(Footnote: I’m using the Blog here to answer questions that were posed to me in TechNet Briefing Events or Webcasts, for which I didn’t have an immediate answer. I like to treat that as an opportunity for “Win-Win”, so I learn something new, and the attendees will benefit if they look here and find the results of my research also.)
An attendee in my Muncie, Indiana TechNet Briefing asked a really good question. I was demonstrating the installation of the ADC (Active Directory Connector), and was describing the fact that I was using the most recent version that is included in the Exchange Server 2003 SP1. The question was…
“Hey Kevin… What’s new in the SP1 version of the ADC? What’s the difference between that one and the one that’s on the Exchange 2003 CD?”
Well… I didn’t know. So today I looked it up.
The first thing I noted was that the version number is different. The version on the Exchange CD is 6.5.6944.0, while the SP1 version is 6.5.7226.0. It’s a higher number. Happy now?
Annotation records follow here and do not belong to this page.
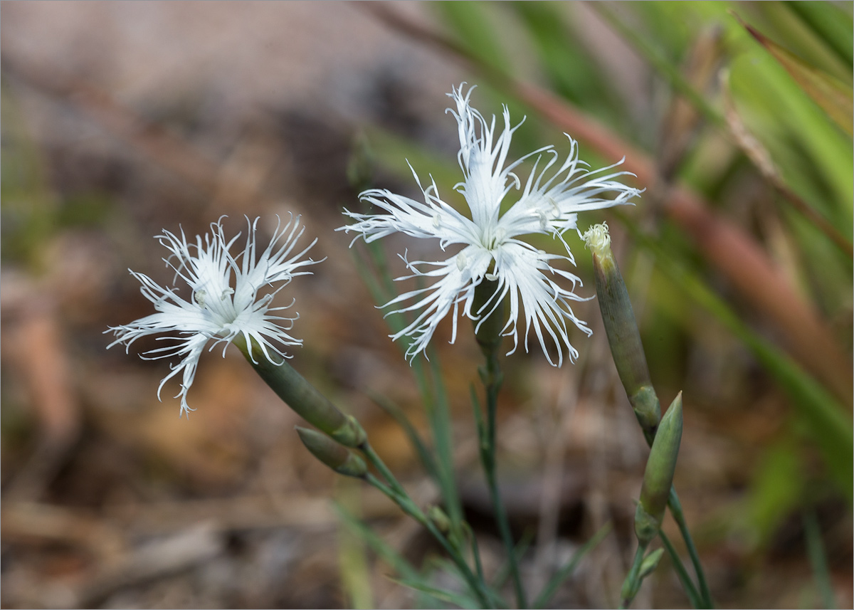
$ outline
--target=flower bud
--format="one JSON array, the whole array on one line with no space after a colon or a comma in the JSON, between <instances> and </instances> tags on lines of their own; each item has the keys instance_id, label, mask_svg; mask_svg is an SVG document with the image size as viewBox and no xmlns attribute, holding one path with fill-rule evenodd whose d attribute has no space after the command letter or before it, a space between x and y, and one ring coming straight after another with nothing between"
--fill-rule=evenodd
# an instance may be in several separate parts
<instances>
[{"instance_id":1,"label":"flower bud","mask_svg":"<svg viewBox=\"0 0 854 610\"><path fill-rule=\"evenodd\" d=\"M271 359L275 361L271 362L254 343L249 353L242 339L235 339L234 343L243 352L246 360L264 383L303 419L347 447L359 447L366 440L365 430L355 418L342 414L287 361L270 353Z\"/></svg>"},{"instance_id":2,"label":"flower bud","mask_svg":"<svg viewBox=\"0 0 854 610\"><path fill-rule=\"evenodd\" d=\"M680 392L661 419L646 460L640 488L640 501L635 513L635 533L641 543L655 537L664 517L673 485L673 473L682 438L682 393Z\"/></svg>"},{"instance_id":3,"label":"flower bud","mask_svg":"<svg viewBox=\"0 0 854 610\"><path fill-rule=\"evenodd\" d=\"M611 354L635 415L651 442L661 419L661 407L652 389L629 290L611 251L608 226L603 223L590 227L584 240L593 254L596 297Z\"/></svg>"},{"instance_id":4,"label":"flower bud","mask_svg":"<svg viewBox=\"0 0 854 610\"><path fill-rule=\"evenodd\" d=\"M427 511L427 518L433 522L433 525L442 533L447 534L451 531L451 519L445 513L445 511L442 509L442 507L431 506L430 510Z\"/></svg>"},{"instance_id":5,"label":"flower bud","mask_svg":"<svg viewBox=\"0 0 854 610\"><path fill-rule=\"evenodd\" d=\"M365 460L322 432L296 426L300 440L312 455L338 474L363 478L368 468Z\"/></svg>"}]
</instances>

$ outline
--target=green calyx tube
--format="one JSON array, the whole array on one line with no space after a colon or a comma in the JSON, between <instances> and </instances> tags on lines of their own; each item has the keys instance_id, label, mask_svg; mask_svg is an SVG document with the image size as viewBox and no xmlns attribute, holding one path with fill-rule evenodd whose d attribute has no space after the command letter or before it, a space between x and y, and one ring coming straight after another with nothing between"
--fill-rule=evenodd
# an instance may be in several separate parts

Okay… then I’ll dig further.
SP1 included some great improvements in enabling site consolidation from Exchange 5.5 to 2003 installations. Cross-site resource moves are now possible. Changes to the ADC were neccessary to support these new functionalities. Also, improvements in the ADCTools give the user more flexibility when creating new connection agreements in “large, complicated environments”. For a more detailed look at the changes included in SP1, check out Nino Bilic’s “Deployment Changes in Exchange Server 2003 SP1” article.
This brings up another question..
“So.. If I already have ADC installed and configured, and then I install Exchange Server SP1, will the ADC be upgraded automagically?”
No. If you already have the ADC installed and running, and if you do just the upgrade to Exchange Server 2003 SP1, you won’t be automatically upgrading the ADC to the newer vesrion. You will need to run the ADC setup included with SP1 to upgrade the ADC. And you need to make sure that you’ve closed down any other Exchange related MMCs before running it so that you don’t attempt to update any files that are in use. See KB.306505 for more about this.
If you want details of what is new in SP1, I highly recommend that you view Evan Dodd’s prerecorded webcast on “An Overview of Exchange Server 2003 Service Pack 1”.